Kaygı ve korkuyla kıyasıya bir savaş
Uzmanlar motivasyonumuzu korumamız için yapmamız gerekenleri tek tek sıralıyor. Doğru beslen, hobilerine yönel, uykunu al, evde bile olsa sporunu yap, çıkabiliyorsan açık havaya çık, doğada özgürce nefes al. Elektroniklerden uzak kaldığın bir süre ayır kendine. Oku, film izle, müzik dinle.
Ben bunları yazarken, bir gece yarısı, hastanelerde virüsle topyekün bir savaş veriliyor. Hastaneler günlerdir evine gidemeyen sağlık personeli dolu. Aynı savaş bazı evlerde de var. Uykusuzlukla, hastalıkla, kaygı ve korkuyla kıyasıya bir savaş.
Bir balkon konserinin yeteneksiz katılımcısı...
Herkes gibi İtalya'da balkonlarda toplanan, anlık gelişen konserlerin parçası olan insanların videosunu izledim. Bundan önce de ilk Wuhan'da, pencerelerden birbirine seslenen, "başarabilirsin dayan Wuhan" diyerek birbirini destekleyen insanların videosunu izlemiştim. Sağlıklı kalmak için, bulunduğumuz ülkenin sağlık sistemini ve insanlarını korumak için, bize tembihlenen önlemlere harfiyen uymalıyız. Ama bir balkon konserinin az yetenekli ya da yeteneksiz katılımcısı olmamız gerektiğini de unutmamalıyız. Bu gördüklerim bana, elimizden ne geliyorsa, nede iyi ya da değilsek, aklımız neye eriyor, elimiz nereye yetişiyorsa oraya dahil olmamız gerektiğini söylüyor. Belki doktor ya da hemşire değiliz, bir sağlık eğitimimiz yok, psikolog da değiliz. Akordeon çalamıyoruz, elimizde tefimiz de yok.
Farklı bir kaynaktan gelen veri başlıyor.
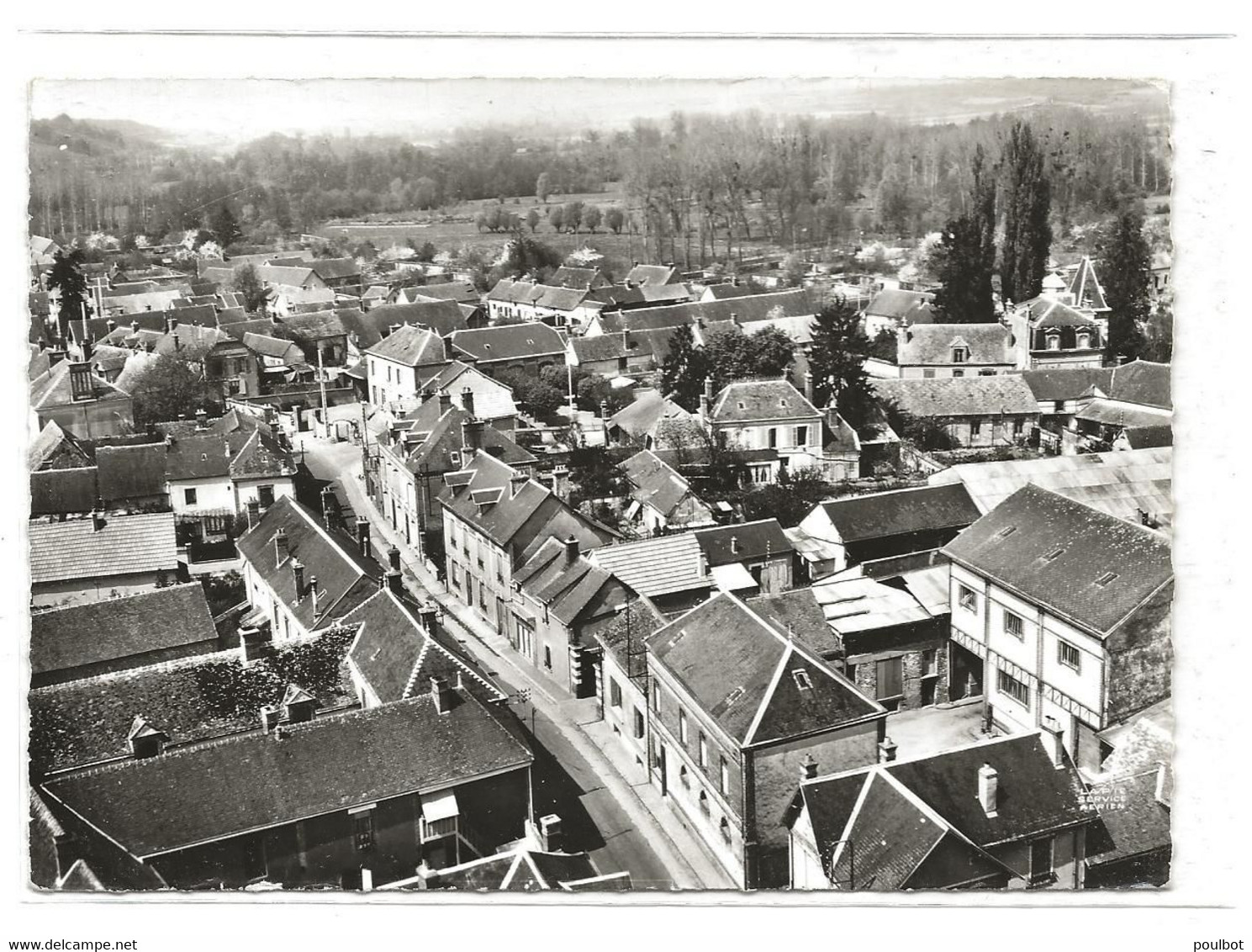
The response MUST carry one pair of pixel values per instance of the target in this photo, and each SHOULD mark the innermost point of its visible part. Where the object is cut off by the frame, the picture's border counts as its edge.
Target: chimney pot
(988, 788)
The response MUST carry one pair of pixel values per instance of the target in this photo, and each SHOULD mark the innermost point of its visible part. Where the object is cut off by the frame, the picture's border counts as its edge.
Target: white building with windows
(1062, 614)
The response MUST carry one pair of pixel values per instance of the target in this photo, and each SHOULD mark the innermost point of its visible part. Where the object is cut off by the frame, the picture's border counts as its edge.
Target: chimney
(988, 788)
(145, 741)
(330, 510)
(269, 716)
(252, 644)
(808, 768)
(550, 833)
(561, 483)
(1053, 742)
(441, 694)
(298, 704)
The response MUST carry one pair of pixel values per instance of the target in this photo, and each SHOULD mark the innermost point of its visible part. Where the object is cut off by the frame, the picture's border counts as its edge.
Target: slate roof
(1086, 287)
(760, 399)
(899, 812)
(55, 491)
(929, 345)
(130, 473)
(1055, 553)
(397, 657)
(1121, 484)
(346, 578)
(901, 304)
(74, 549)
(656, 566)
(959, 396)
(566, 588)
(332, 763)
(411, 346)
(742, 542)
(880, 515)
(509, 342)
(742, 672)
(117, 629)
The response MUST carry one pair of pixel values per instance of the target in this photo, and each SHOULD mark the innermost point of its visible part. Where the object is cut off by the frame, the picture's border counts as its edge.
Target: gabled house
(85, 640)
(561, 599)
(932, 351)
(522, 348)
(1004, 813)
(494, 519)
(752, 558)
(882, 527)
(1064, 613)
(99, 557)
(302, 575)
(735, 706)
(661, 499)
(972, 411)
(397, 365)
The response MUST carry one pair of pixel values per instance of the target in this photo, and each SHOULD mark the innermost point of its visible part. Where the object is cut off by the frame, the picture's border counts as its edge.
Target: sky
(425, 110)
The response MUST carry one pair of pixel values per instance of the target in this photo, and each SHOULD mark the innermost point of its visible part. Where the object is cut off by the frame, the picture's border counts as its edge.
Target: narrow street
(602, 812)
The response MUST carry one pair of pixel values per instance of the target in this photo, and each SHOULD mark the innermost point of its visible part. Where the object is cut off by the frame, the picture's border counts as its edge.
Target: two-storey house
(735, 706)
(1067, 611)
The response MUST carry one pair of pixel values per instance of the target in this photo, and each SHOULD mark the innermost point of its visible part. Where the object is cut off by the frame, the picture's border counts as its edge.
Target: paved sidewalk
(691, 865)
Belki basbayağı yeteneksiziz, korku içindeyiz ve umudumuzu yitirmek üzereyiz. Şimdi, ne halde olursak olalım, bu konsere katılmanın tam sırası.
Müzeler ve orkestralar arşivlerini bir bir ücretsiz erişime açıyor, sanatçılar konserlerini iptal etmek yerine sosyal medya üzerinden canlı yayınlıyorlar. Bugün bir facebook grubunda genç bir kadın, market alışverişine gidemeyecek hasta ya da yaşlılar için alışveriş yapabileceğini yazıyor. Altına onlarca başka gönüllüden yorum yağıyor. Hepsi tek tek yardım edebilecekleri mahallelerin adlarını yazıyorlar. Yine başka bir grupta bir adam kendini iyi hissetmediğini, bu dönemin onda ne zamandır var olan intihar düşüncesini tetiklediğini söylüyor. Yine onlarca insan tanımadıkları birinin yanında olabilmek için seferber oluyor. Doktor bulunuyor, kişiye ulaşılıyor, yalnız kalması engelleniyor.
Birbirimizin hayatını önemsiyoruz
Başka bir yerde, hastanelere destek olabilecek, sağlık tecrübesi olan gönüllüler arandığı paylaşılıyor. Gönüllülere gerekli eğitimin verileceği duyuruluyor. Daha iki dakika dolmadan bir sürü insan gönüllü olmak için başvuruyor.
Birbirimizin hayatını önemsiyoruz. Komşularımızı göz göre göre bir sınır kapısında ölüme terk eden bizler değiliz, onlar eli daha ölümcül mikroplara bulaşmış başkaları. Biz, tanımadığımız insanların hayatını kurtarmak için seferber olabilenleriz.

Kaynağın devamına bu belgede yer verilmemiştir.